Kruse claims that there is “no concrete, fixed characteristics that define ‘patriotism.’” Curiously, he chose to define it anyway – and use his own definition to smear patriots as unpatriotic.
More revealing, however, are Kruse’s comments about the American flag. In a public comment on his about page, Kruse writes:
“Too many people drape themselves in stars and spangles as a way of saying ‘I and those like me belong as opposed to those other people who are not like me.’”
Even in his own bio, Kruse allows his biases against national pride and the American flag to bleed through.
Now we know the authors’ biases, let’s look at how they defined “patriotism.”
How Was “Patriotism” Defined?
You have never seen patriotism defined like this before.
Interestingly, the authors of this paper claim that military personnel who served “between 2014 & 2019” are three times more patriotic than “veterans.”
Even more surprising, the authors use data – and their warped definition of patriotism – to argue that active-duty personnel are twice as “patriotic” as veterans as well.
These “researchers” offered no coherent reasoning for their calculations and conclusions,.
Ask yourself – if a Vietnam veteran is less patriotic than an active duty National Guard member?
If you’re confused, you should be. And it seems to boil down to the fact that the authors consider whether or not somebody voted in the 2020 presidential election as a determining factor of their patriotism.
In the authors’ calculation of who is considered a patriot, they claim that voting in the 2020 presidential election has four times more value in determining somebody’s patriotism than volunteering with civic causes.
It’s painfully obvious that these researchers are purposely proposing a warped definition of patriotism, which most Americans are unlikely to recognize as even remotely accurate, to advance a political cause. The researchers revealed their own biases in their biographies, and their goal is hardly difficult to decipher.

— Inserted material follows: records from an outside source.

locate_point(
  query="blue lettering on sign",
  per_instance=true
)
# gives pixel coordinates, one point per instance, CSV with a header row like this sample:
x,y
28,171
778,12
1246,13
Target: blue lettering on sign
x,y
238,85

This seems to be an effort to make voting a defining factor in “patriotism,” and this effort comes at a time when Democrats in the House and Senate are working overtime to pass radical election-related legislation that would legalize mass mail-in voting and automatically register 18 year olds to vote on their 18th birthday.
By conflating patriotism with controversial election legislation, which could potentially open elections up to questions about their legitimacy, these researchers are doing a disservice to America. At a time when Americans and legislators should be working to ensure that the voting system is resistant to fraud, misconduct, and error, Democrats are advocating radical changes to America’s electoral system and academics are providing backup in the form of linguistic gymnastics.
And in the process, smearing patriotic Arkansans.
What The “Report” Left Out
Despite what the report suggests, Arkansas veterans do matter.
According to World Population Review, Arkansas is the top 13th state in America that homes Vietnam veterans.
Arkansas ranks 18th in America for being home to the most veterans, too.
The lack of arbitrary volunteering or voting that’s valued in this report does not make Arkansas any less patriotic than any other state. In fact, it just shows how badly researched WalletHub’s report really was.
Was this a good-faith effort at understanding patriotism in America, or was it just a partisan hit job?